Han Shaogong (韩少功 (韓少功, Hán Shàogōng); born January 1, 1953) is a Chinese novelist and fiction writer.

==Biography==
Han was born in Hunan, China. While relying on traditional Chinese culture, in particular Chinese mythology, folklore, Taoism and Buddhism as source of inspiration, he also borrows freely from Western literary techniques. As a teenager during the Cultural revolution he was labeled an ‘educated youth’ and sent to the countryside for re-education through labour. Employed at a local cultural center after 1977, he soon won recognition as an outspoken new literary talent.
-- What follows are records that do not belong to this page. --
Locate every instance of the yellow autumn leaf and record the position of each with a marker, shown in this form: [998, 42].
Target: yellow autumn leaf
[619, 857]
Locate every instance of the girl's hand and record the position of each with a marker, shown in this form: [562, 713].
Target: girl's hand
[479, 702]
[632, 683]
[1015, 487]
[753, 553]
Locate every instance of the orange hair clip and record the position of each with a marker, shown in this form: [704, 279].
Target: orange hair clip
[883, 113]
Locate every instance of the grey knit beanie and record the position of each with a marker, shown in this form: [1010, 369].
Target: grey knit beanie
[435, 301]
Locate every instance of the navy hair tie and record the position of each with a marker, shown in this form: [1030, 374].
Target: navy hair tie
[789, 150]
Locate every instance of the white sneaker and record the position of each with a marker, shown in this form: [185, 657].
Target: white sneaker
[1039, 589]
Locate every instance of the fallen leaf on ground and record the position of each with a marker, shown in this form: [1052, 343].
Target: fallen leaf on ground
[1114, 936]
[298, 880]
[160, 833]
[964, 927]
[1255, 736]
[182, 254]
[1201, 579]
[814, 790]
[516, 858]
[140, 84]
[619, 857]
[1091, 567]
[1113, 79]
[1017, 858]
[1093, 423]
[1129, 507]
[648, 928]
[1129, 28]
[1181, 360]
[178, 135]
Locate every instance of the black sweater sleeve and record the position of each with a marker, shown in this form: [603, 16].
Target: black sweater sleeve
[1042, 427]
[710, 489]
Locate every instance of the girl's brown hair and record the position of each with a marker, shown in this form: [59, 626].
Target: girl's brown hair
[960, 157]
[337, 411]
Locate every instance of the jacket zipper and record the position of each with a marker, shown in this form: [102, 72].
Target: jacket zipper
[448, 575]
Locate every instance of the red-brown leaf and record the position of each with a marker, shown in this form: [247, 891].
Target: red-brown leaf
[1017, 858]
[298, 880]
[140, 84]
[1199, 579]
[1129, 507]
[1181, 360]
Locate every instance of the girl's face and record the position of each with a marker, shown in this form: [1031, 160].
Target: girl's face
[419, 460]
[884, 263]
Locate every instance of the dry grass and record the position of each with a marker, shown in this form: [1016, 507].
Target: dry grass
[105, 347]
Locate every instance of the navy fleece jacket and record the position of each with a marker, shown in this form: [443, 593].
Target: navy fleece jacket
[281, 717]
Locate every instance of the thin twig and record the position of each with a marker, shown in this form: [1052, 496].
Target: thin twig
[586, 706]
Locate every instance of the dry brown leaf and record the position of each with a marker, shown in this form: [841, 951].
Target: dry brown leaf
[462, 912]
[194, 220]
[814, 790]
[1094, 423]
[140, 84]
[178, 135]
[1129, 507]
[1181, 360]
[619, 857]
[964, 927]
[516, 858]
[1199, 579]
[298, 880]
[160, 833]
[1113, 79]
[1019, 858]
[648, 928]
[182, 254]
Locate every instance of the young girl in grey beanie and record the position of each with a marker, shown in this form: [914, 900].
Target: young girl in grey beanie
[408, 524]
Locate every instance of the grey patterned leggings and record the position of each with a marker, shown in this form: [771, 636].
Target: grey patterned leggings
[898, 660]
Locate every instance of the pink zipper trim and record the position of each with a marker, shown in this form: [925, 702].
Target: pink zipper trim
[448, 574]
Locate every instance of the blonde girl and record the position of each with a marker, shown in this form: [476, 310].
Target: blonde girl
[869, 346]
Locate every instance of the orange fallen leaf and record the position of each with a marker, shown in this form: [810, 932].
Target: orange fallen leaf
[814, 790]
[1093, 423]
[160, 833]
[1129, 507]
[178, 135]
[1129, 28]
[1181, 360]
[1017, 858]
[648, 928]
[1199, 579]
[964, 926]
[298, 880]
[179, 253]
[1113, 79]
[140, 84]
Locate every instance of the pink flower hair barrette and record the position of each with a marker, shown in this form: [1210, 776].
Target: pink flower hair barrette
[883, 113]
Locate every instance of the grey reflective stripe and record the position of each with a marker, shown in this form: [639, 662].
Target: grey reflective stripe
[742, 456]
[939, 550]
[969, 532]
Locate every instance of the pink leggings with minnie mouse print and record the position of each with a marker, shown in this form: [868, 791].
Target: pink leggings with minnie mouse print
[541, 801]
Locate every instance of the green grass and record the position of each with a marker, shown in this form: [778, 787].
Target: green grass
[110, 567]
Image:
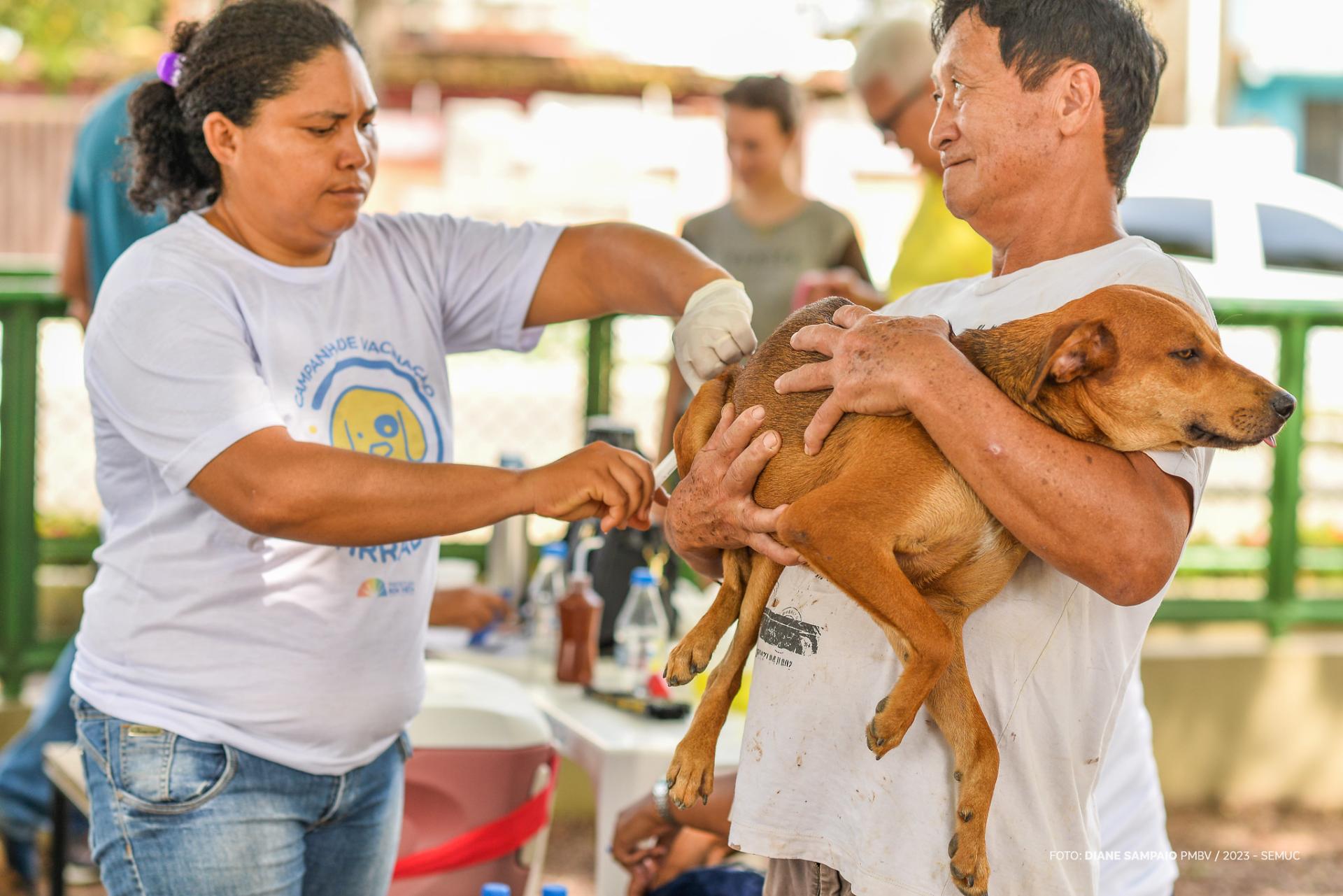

His early stories attacked the ultra-leftist degradation of China during the Mao era; they tended toward a slightly modernist style. However, he reemerged in the mid-1980s as the leader of an avant-garde school, the "Search for Roots" or the Xungen Movement.

==Work==
Han's major work to date is A Dictionary of Maqiao, a novel published in 1996 and translated into English in 2003. His writing is influenced by Kafka and by the magic realism of Gabriel García Márquez. In 1987, he published a Chinese translation of Milan Kundera's The Unbearable Lightness of Being and edited Hainan Jishi Wenxue ("Hainan Documentary Literature"), a successful literary magazine. He has been given the French Ordre des Arts et des Lettres and with other Chinese writers visited France in 1988 at the invitation of the French Ministry of Culture. Han was invited back in 1989 but was denied permission to leave China until 1991.

Han's other works include Moon Orchid (1985), Bababa (1985), Womanwomanwoman (1985), Deserted City (1989), and Intimations (2002).

==Awards==
- In 2011 Han was awarded the Newman Prize for Chinese Literature.